MANILA, Philippines (AP) — The Philippine agriculture chief said Monday that an unspecified number of pigs has died or been culled in backyard farms in recent weeks, and a crisis team has been established to try to contain the still-unidentified disease causing the swine deaths.
Agriculture Secretary William Dar said the Bureau of Animal Industry has been carrying out laboratory tests on blood samples of affected pigs and arranging similar tests in foreign labs to identify the disease after an increase in pig deaths. Dar couldn't immediately say if the cause was the contagious African swine fever that has led to the deaths and culling of millions of pigs in Asia.
"What we can say is that those suspected to have the disease are being culled, removed, buried and the place is disinfected," Dar told a news conference when asked to detail the scale of the swine deaths.
Dar refused to identify the affected area or province and disclose the number of pig deaths while containment efforts were underway. The results of the lab tests and other details would eventually be disclosed to the public, he said. A recent increase in deaths of pigs raised by farmers in backyard farms and pens was reported to him on Friday, Dar said, adding that it prompted increased monitoring and stricter quarantine screening in airports and seaports nationwide.

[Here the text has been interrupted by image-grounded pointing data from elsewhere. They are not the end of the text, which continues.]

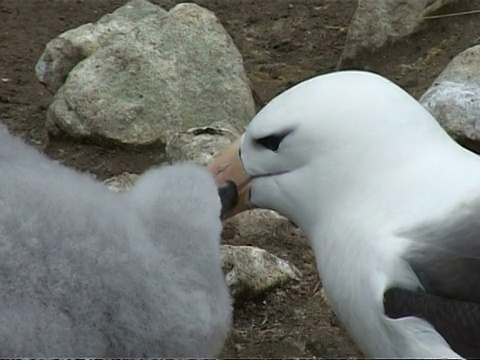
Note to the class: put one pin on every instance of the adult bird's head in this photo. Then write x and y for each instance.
(317, 142)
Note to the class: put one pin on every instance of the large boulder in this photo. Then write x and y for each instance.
(454, 98)
(144, 74)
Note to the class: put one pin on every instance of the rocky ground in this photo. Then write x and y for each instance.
(283, 42)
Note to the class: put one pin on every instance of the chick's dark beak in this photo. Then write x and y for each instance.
(228, 197)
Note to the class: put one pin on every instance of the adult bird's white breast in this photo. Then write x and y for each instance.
(381, 191)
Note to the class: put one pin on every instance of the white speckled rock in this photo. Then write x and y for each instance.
(122, 182)
(454, 98)
(251, 271)
(199, 144)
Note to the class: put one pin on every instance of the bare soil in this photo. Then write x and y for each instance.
(283, 42)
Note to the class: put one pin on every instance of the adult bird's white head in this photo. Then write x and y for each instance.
(321, 140)
(361, 166)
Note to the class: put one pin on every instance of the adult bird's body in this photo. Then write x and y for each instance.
(390, 203)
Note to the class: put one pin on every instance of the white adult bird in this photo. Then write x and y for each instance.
(85, 271)
(389, 202)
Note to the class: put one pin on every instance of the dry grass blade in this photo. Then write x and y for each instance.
(470, 12)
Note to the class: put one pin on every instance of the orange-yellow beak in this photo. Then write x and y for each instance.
(227, 165)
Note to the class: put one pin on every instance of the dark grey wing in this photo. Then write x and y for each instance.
(457, 321)
(446, 255)
(446, 258)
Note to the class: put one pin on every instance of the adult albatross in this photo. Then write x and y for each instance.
(389, 202)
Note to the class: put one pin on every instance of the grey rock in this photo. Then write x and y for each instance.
(378, 22)
(454, 98)
(147, 77)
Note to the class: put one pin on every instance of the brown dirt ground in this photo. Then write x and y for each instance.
(283, 42)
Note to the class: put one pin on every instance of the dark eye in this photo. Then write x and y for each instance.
(272, 142)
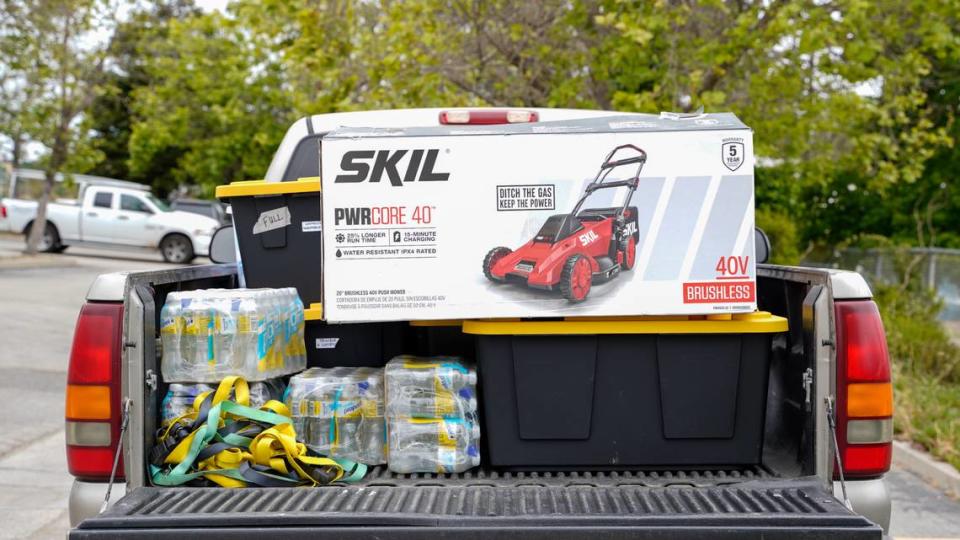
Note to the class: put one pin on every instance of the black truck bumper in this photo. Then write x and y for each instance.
(769, 509)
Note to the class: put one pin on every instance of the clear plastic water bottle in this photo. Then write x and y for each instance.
(428, 374)
(444, 460)
(406, 433)
(171, 330)
(299, 330)
(420, 404)
(328, 412)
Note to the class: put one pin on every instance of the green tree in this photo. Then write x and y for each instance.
(835, 91)
(217, 104)
(110, 115)
(55, 52)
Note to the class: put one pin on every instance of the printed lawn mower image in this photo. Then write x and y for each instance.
(573, 251)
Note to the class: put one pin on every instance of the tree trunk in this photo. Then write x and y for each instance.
(40, 220)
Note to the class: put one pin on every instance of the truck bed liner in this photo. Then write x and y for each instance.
(768, 508)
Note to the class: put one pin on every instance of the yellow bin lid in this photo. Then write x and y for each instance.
(438, 322)
(314, 312)
(254, 188)
(759, 322)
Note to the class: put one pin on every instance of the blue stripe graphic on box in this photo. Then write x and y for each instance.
(729, 210)
(677, 226)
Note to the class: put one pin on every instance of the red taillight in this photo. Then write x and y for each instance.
(487, 117)
(93, 392)
(864, 391)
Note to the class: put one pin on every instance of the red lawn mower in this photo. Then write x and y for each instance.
(573, 251)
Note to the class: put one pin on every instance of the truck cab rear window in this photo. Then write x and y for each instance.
(103, 200)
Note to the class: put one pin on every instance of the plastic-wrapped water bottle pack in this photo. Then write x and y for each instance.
(431, 411)
(338, 412)
(209, 334)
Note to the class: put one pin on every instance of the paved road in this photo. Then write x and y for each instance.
(39, 307)
(38, 310)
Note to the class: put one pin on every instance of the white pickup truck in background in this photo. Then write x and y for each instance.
(114, 214)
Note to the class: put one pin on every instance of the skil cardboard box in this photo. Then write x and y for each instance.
(625, 215)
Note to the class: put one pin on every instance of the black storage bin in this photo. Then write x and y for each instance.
(442, 338)
(624, 393)
(285, 251)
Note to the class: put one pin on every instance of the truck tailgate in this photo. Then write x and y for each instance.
(527, 506)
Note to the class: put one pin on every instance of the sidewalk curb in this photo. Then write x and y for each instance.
(937, 473)
(25, 262)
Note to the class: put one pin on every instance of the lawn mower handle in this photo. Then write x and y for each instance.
(607, 164)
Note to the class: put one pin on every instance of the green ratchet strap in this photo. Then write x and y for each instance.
(233, 445)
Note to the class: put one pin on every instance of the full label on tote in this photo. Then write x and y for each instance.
(623, 215)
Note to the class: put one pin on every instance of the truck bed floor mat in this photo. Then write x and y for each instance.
(763, 508)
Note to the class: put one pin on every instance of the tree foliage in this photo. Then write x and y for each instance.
(853, 102)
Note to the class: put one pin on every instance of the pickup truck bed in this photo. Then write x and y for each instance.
(652, 504)
(787, 496)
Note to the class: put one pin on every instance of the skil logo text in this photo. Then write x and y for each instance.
(371, 166)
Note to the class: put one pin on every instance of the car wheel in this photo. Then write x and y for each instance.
(576, 278)
(492, 258)
(629, 251)
(177, 248)
(49, 242)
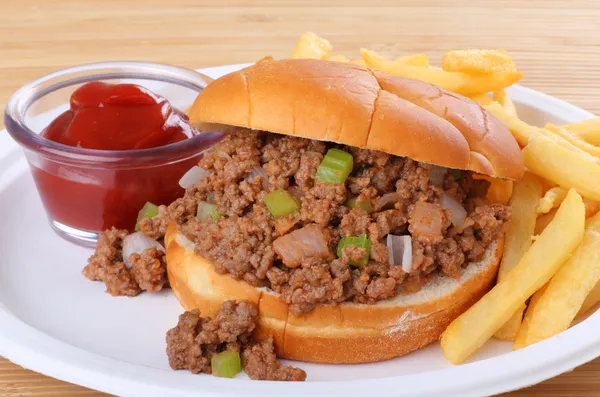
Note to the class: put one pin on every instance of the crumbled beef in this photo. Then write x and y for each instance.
(311, 284)
(156, 227)
(106, 264)
(240, 243)
(149, 269)
(195, 339)
(260, 363)
(321, 203)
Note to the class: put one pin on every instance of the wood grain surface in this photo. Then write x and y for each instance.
(556, 43)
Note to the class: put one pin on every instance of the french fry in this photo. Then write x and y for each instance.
(589, 130)
(504, 99)
(473, 328)
(591, 207)
(564, 167)
(521, 339)
(543, 221)
(459, 82)
(358, 62)
(500, 189)
(478, 61)
(567, 290)
(338, 58)
(421, 60)
(311, 46)
(552, 199)
(574, 139)
(522, 131)
(517, 239)
(591, 300)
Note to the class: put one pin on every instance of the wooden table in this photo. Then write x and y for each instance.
(556, 43)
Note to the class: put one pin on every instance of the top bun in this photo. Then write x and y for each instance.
(356, 106)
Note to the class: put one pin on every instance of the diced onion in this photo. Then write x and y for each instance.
(387, 200)
(437, 175)
(136, 243)
(458, 211)
(259, 171)
(400, 251)
(223, 154)
(426, 218)
(299, 245)
(193, 176)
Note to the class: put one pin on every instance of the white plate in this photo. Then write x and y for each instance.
(54, 321)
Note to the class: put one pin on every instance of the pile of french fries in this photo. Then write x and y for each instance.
(550, 270)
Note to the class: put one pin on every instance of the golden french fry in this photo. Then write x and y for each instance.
(562, 166)
(504, 99)
(421, 60)
(522, 131)
(591, 299)
(567, 290)
(521, 339)
(574, 139)
(311, 46)
(500, 189)
(358, 62)
(517, 239)
(543, 221)
(552, 199)
(478, 61)
(591, 207)
(338, 58)
(462, 83)
(473, 328)
(589, 130)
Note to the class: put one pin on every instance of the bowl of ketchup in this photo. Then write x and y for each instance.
(103, 139)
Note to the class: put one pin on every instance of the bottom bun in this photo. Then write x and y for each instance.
(347, 333)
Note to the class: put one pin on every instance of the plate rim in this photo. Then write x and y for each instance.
(32, 349)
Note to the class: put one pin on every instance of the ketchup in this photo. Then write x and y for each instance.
(116, 117)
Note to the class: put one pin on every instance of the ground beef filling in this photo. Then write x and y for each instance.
(195, 340)
(248, 164)
(148, 270)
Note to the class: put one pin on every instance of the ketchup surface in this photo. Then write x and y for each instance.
(118, 117)
(112, 117)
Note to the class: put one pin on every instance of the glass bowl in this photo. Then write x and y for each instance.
(86, 191)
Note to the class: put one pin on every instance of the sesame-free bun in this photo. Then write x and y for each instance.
(341, 334)
(353, 105)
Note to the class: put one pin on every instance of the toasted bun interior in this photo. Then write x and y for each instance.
(352, 105)
(341, 334)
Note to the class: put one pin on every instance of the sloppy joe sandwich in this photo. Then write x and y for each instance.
(345, 204)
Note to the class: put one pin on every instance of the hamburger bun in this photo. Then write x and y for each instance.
(339, 334)
(353, 105)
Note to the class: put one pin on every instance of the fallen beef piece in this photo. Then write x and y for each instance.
(148, 271)
(193, 342)
(156, 227)
(260, 363)
(106, 264)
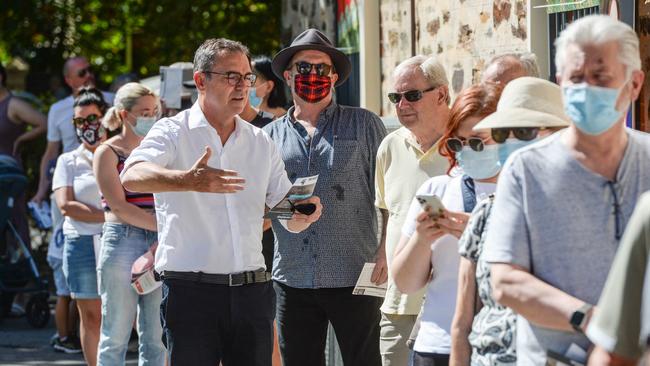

"We assure the animal industry stakeholders and the public that we are on top of the situation and we are doing everything possible," he said.
Nearly five million pigs have died or been culled in Asia due to the spread of the African swine fever, a contagious viral disease that afflicts domestic and wild pigs and was detected a year ago in the Asian region, according to the U.N. Food and Agricultural Organization, or FAO.
African swine fever is harmless to people but fatal and highly contagious for pigs, with no known cure, causing severe losses in the swine industry. The disease has been reported in China, Vietnam, Mongolia, Cambodia, Laos and North Korea.
The FAO says latest data indicates current losses represent more than 10 percent of the total swine population in each of hard-hit China, Vietnam and Mongolia. Some experts have said the spread of the swine fever is the largest known animal disease outbreak in history.